L'avocat a également indiqué que ce même médecin-conseil, en charge de rédiger l'enquête pour la CPAM sur le docteur V., serait "intervenu auprès d'un expert en train de rédiger le rapport, c'est de la subornation de témoin", a-t-il accusé. Me Boulloud a également annoncé avoir déposé plainte dans le cadre de cette "affaire dans l'affaire". Une enquête devrait bientôt être ouverte par le parquet. "Nous accumulons de plus en plus de preuves, je suis optimiste sur la manière dont la justice grenobloise va mener cette enquête", a-t-il dit à la presse ce vendredi.
Pour rappel, il est toujours reproché au Dr V. d'avoir souvent pris des décisions d'opérer sans disposer "de tous les éléments nécessaires" et surtout de ne fournir "aucune explication convaincante" sur une trentaine de complications postopératoires.
"Scandale de santé publique" ?
Maître Bernard Boulloud, qui assure la défense du chirurgien mis en cause, s'est également demandé "pourquoi [les victimes présumées] ont attendu pour lancer le lynchage alors qu'elles vivent cet enfer depuis 2007, 2008 ou 2009". Selon lui, s'il y avait eu un "scandale sanitaire" en Isère, "on n'aurait pas attendu 2019 pour faire ce ramdam.

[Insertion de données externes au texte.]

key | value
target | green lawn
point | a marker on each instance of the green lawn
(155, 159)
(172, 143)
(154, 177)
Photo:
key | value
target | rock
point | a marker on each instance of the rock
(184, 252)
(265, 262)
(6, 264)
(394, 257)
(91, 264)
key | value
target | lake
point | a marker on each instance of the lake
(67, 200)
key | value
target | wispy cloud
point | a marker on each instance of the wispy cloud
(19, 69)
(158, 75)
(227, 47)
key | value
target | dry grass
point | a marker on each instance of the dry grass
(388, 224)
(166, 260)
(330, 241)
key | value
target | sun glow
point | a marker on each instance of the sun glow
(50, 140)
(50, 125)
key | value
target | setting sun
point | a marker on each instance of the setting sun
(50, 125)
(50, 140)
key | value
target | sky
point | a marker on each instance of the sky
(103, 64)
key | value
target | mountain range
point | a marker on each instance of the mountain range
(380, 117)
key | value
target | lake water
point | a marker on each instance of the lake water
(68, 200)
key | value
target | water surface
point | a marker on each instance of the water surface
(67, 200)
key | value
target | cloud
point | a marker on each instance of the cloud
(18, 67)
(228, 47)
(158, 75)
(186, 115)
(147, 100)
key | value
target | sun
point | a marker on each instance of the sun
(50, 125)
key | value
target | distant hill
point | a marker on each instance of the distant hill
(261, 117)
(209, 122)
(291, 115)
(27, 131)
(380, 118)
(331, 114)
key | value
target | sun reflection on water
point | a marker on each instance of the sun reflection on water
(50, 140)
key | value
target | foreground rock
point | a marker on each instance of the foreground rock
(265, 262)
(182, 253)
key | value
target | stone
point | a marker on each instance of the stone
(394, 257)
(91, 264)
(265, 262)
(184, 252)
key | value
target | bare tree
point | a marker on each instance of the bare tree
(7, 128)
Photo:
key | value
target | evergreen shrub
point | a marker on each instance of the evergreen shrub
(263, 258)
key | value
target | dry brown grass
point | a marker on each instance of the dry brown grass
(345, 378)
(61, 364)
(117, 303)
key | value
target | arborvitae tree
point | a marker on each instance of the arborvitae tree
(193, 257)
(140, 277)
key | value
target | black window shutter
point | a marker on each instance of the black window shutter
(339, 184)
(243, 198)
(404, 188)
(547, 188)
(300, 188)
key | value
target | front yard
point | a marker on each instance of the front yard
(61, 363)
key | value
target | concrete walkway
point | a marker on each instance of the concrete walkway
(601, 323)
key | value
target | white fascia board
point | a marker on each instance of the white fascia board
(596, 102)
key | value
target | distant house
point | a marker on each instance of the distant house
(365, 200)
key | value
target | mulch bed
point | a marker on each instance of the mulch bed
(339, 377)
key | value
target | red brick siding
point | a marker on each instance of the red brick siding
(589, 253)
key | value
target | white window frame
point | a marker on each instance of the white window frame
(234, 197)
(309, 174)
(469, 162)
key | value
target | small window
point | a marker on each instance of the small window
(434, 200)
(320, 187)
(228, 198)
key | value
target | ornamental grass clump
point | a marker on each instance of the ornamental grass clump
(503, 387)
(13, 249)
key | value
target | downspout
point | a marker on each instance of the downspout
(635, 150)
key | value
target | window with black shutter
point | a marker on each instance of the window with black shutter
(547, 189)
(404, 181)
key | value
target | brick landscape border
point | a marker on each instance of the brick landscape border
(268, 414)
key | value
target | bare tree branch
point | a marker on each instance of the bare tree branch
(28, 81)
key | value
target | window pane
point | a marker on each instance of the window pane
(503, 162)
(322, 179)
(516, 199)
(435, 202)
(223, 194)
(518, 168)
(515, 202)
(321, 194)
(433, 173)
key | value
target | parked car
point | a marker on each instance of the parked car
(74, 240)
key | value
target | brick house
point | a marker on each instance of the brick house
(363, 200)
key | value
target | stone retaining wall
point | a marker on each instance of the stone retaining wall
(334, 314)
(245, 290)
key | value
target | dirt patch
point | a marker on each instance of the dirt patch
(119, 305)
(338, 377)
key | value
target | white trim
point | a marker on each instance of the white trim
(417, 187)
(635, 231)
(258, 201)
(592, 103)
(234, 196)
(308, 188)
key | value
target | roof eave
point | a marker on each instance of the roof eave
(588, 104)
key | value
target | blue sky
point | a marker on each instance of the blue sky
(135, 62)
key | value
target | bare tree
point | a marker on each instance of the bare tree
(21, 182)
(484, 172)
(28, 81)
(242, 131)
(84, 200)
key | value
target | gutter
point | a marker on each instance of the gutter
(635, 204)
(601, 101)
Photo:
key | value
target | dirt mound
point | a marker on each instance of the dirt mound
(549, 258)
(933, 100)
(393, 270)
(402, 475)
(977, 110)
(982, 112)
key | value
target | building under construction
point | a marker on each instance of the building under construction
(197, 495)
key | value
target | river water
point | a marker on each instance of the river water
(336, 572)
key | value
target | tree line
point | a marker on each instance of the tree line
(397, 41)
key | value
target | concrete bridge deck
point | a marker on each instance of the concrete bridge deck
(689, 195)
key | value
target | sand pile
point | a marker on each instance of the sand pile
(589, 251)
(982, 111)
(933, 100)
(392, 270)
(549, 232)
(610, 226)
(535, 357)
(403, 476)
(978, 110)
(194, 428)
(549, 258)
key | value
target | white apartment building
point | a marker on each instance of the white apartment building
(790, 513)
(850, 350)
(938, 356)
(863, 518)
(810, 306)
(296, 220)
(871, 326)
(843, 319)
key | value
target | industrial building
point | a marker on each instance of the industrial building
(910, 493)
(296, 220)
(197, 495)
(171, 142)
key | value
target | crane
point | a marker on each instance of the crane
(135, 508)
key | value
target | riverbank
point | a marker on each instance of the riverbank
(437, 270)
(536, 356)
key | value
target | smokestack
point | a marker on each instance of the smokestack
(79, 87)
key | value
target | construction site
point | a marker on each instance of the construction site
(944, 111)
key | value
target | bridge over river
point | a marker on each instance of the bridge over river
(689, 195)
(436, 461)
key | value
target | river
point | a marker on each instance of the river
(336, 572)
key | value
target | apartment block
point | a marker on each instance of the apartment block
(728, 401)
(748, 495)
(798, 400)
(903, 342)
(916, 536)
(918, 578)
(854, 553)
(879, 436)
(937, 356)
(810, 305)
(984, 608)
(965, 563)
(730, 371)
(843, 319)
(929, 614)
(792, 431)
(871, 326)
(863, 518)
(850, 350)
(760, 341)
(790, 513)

On ne laisse pas un chirurgien soi disant dangereux opérer."
Un proche du docteur V. a tenu a aussi s'exprimer lors de cette conférence de presse. Le professeur Philippe Merloz a fait part de son "étonnement et incompréhension totale" sur le traitement de cette affaire. "Si le docteur V. n'avait pas montré des qualités professionnelles de très haut niveau, les confrères du CHU de Grenoble, toutes spécialités confondues, auraient été très rapidement alertés", a-t-il estimé.
Le 2 mai dernier, Me Edouard Bourgin, avocat de cinq des patients qui s'estiment victimes des agissements du chirurgien, avait réuni une trentaine de victimes présumées pour les informer sur leurs droits. Toutes affirment souffrir de séquelles après une opération menée par le chirurgien mis en cause. Sur les cinq dossiers dont Me Bourgin a été saisi, deux font l'objet d'une plainte au pénal. Une enquête préliminaire avait aussi été ouverte fin 2016 pour mise en danger de la vie d'autrui et escroquerie. Elle n'a donné lieu à aucune mise en cause pour l'instant.
L'avocat des parties civiles voit dans cette affaire "un scandale de santé publique". Il dénonce une certaine "inaction des institutions censées enquêter et réprimer, alors que c'était à Grenoble un secret de polichinelle que ce médecin avait une tendance compulsive à opérer dans des conditions de légèreté absolue".